Mix It: Mock Most, Test Real Sometimes

A balanced strategy:

You can also tag your tests:

                
test('User sees dashboard [mock]', async () => { 
  /* fast mock test */ 
});

test('Dashboard loads real data [real]', async () => { 
  // Uses actual API or database 
});

Then choose when to run which set:

                
npm run test --grep="real"
npm run test --grep="mock"  # for CI/CD pipelines

Types of Real Data Testing

Sanitized Production Data: Copy production data but scrub PII. Tools like faker.js can replace sensitive fields while maintaining data structure and relationships.

Synthetic Realistic Data: Generate data that mirrors production patterns—same field lengths, character distributions, and edge cases—without actual user information.

Staging Environment Data: Use a dedicated staging database that mirrors production complexity but contains only test data.

Tools That Make Real Data Testing Easier

Database Snapshots: Tools like pg_dump for PostgreSQL or mysqldump let you create sanitized copies of production data for testing.

API Mocking with Real Schemas: Tools like Prism or WireMock can validate real API schemas while still providing predictable responses.

Data Generation Libraries: Faker.js, Factory Bot, or Hypothesis can generate realistic test data that matches your production patterns.
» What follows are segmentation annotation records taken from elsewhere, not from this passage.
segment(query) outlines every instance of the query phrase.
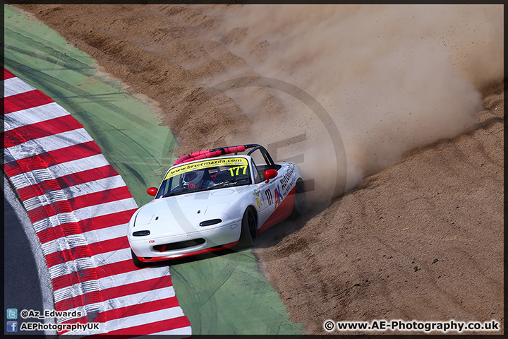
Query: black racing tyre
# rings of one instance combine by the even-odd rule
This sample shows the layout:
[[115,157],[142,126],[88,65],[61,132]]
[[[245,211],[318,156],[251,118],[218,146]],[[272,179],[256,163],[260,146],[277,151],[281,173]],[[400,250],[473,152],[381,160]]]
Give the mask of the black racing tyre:
[[303,182],[298,180],[296,182],[296,188],[295,189],[295,200],[293,204],[293,212],[291,218],[294,219],[307,212],[308,205],[307,203],[307,194],[305,191],[305,186]]
[[147,266],[148,266],[148,263],[143,263],[143,261],[141,261],[140,260],[139,260],[139,258],[138,258],[138,257],[136,256],[136,255],[134,254],[134,252],[133,252],[133,250],[132,250],[132,249],[131,250],[131,254],[132,255],[133,261],[134,262],[134,266],[136,266],[136,267],[138,267],[138,268],[143,268],[143,267],[147,267]]
[[258,239],[258,222],[252,208],[247,208],[242,218],[241,234],[238,246],[241,249],[252,247]]

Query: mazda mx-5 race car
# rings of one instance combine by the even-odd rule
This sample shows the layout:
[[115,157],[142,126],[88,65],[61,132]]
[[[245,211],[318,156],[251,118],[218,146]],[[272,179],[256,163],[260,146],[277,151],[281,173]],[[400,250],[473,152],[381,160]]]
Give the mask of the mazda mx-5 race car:
[[[242,154],[243,153],[243,154]],[[203,150],[175,162],[128,225],[134,263],[255,244],[258,234],[305,212],[300,172],[256,145]]]

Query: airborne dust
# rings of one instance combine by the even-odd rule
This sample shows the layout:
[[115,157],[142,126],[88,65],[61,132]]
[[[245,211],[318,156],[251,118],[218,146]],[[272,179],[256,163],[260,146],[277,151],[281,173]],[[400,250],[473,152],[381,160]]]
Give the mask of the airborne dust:
[[[415,147],[473,128],[480,91],[503,76],[502,5],[229,8],[220,32],[210,37],[243,58],[248,71],[310,95],[339,131],[330,135],[291,93],[226,93],[254,118],[250,141],[296,138],[277,158],[299,159],[304,179],[315,179],[314,201],[329,201],[336,186],[336,192],[355,187]],[[207,84],[246,71],[233,69]]]

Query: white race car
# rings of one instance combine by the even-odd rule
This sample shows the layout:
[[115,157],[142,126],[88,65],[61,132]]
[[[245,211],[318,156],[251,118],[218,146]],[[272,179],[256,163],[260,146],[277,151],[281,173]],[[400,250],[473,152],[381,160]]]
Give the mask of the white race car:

Watch Out When Using Real Data

Some caution:

Privacy and Compliance Considerations

GDPR/CCPA Compliance: If using production data, ensure you have proper data processing agreements and user consent. Consider anonymization techniques that preserve data utility while protecting privacy.

Data Retention Policies: Real data tests should follow the same retention policies as your production data. Don't accidentally create compliance violations by storing test data longer than allowed.

Access Controls: Limit who can run real-data tests and ensure proper audit trails. Use service accounts with minimal necessary permissions.

When NOT to Use Real Data

Real data testing isn't always the answer:

Early Development: When APIs are still changing rapidly, mocks are more flexible and won't break when endpoints change.

Flaky Infrastructure: If your staging environment is unreliable, real data tests will create false negatives that erode team confidence.

Regulated Industries: Financial services, healthcare, and other regulated sectors may have restrictions that make real data testing impractical.

Performance Testing: For load testing, you often need predictable data volumes and patterns that real data can't provide.

Getting Team Buy-In

Start Small: Introduce one real-data test for your most critical user journey. Show the team what it catches that mocks don't.

Measure Impact: Track how many production bugs real-data tests catch vs. mock tests. Use this data to justify the additional complexity.

Address Concerns: Common pushback includes "it's too slow" or "it's too flaky." Show how you can run real-data tests separately and make them more reliable with proper setup.

Making Real Data Tests Maintainable

Idempotent Operations: Ensure your real-data tests can run multiple times without affecting each other. Clean up after yourself or use read-only operations.

Parallel Execution: Design tests so they don't interfere with each other. Use unique test data or separate test environments.

Monitoring and Alerts: Set up monitoring for your real-data tests. If they start failing due to infrastructure issues, you need to know immediately.

TL;DR

Mocked data is great for speed and reliability.
Real data is essential for catching real-world issues.
Combine both for a strong, balanced automation strategy.
Consider privacy, compliance, and team adoption when implementing.
Start small, measure impact, and scale gradually.

Even one real-data test can expose what 100 mocks can't. The key is knowing when and how to use each approach effectively.